Already the river has become a blur. The lakes and ponds I remember, the expanse of Chamberlain, the blue distances of Eagle, the choppy waters of Churchill. Then the sexy hills of Umsaksis, Long Lake’s peace and longness. The delta area of Round Pond, and the sense there, of the end of the river coming at you. But the river, all the miles of it are as one mile. The fir clad shore, the relentless rain, the current under the canoe. Paddling it, it’s almost like I don’t want the river to get ahead of me. I seldom stop and get out, even to take a leak, I pull to the side of the river and stand up in the canoe. There’s so much water most of the time the shore isn’t accessible anyway, solid ground somewhere beyond the puckerbrush and overhanging branches. So I go too fast, unable to slow down for whatever reason. Already thinking about how the next time I’ll be prepared to go slow.

Allagash Falls in The Rain


A couple of miles above Allagash Falls the river changes. It slows, and islands built up of silt grow elm trees and weirdly, blooming rugosa roses flourish on the banks – their pink petals incongruous in the forest. A maze of channels bisect the islands and you wonder if you’re following the right one, but it appears there isn’t a wrong one, especially with the water this high.

Finally, after a day of paddling, after a day of steady rain, I hear the falls. You don’t see them from above, just a sign telling you to get off the river here, absolutely. People have gone over of course, and some have lived and some have died. Actually there are two takeouts. The upper one, risk free, is a good hundred yards above the lower one, which it turns out is also quite safe, only much closer to the point of no return.

The two couples make landing a few minutes after I do. They’re soaked. ” My rain pants let the water in,” says one.

“They always do. I don’t know what the answer is.”

“The answer is when it rains you’re going to be wet and miserable.” says one of guys, who I’ve noticed carries a flask in one the pockets of his safari style vest. Probably as good a reason to wear one of those things as I can imagine. One of the women is shivering, and they talk about needing to get something hot into her. All the campsites are flooded, and after looking things over they decide to keep going. Four more hours in the rain to Allagash village. That’s not for me. I’d rather set up my tarp in the rain, eat something hot myself, and crawl into my tent early – especially if I can keep it damp.

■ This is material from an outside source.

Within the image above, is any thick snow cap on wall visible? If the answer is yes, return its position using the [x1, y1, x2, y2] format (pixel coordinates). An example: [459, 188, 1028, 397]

The water going over the falls makes the ground tremble. I feel it all night long, like a gentle, continuous earthquake. In the morning it’s still raining. I fill my water bottle under a dip in tarp where the water collects – the rain is handy around some things – make coffee and mix a little granola with water. I’m feeling pretty good after a night’s sleep, and have my last dry clothes on. During a lull in the rain, I start to carry stuff down to the put in below the falls. On the second trip, the skies open up again.  I’ve left the jacket, for what it’s worth, up at the camp, and in a few seconds am soaked through. It hardly matters now anyway.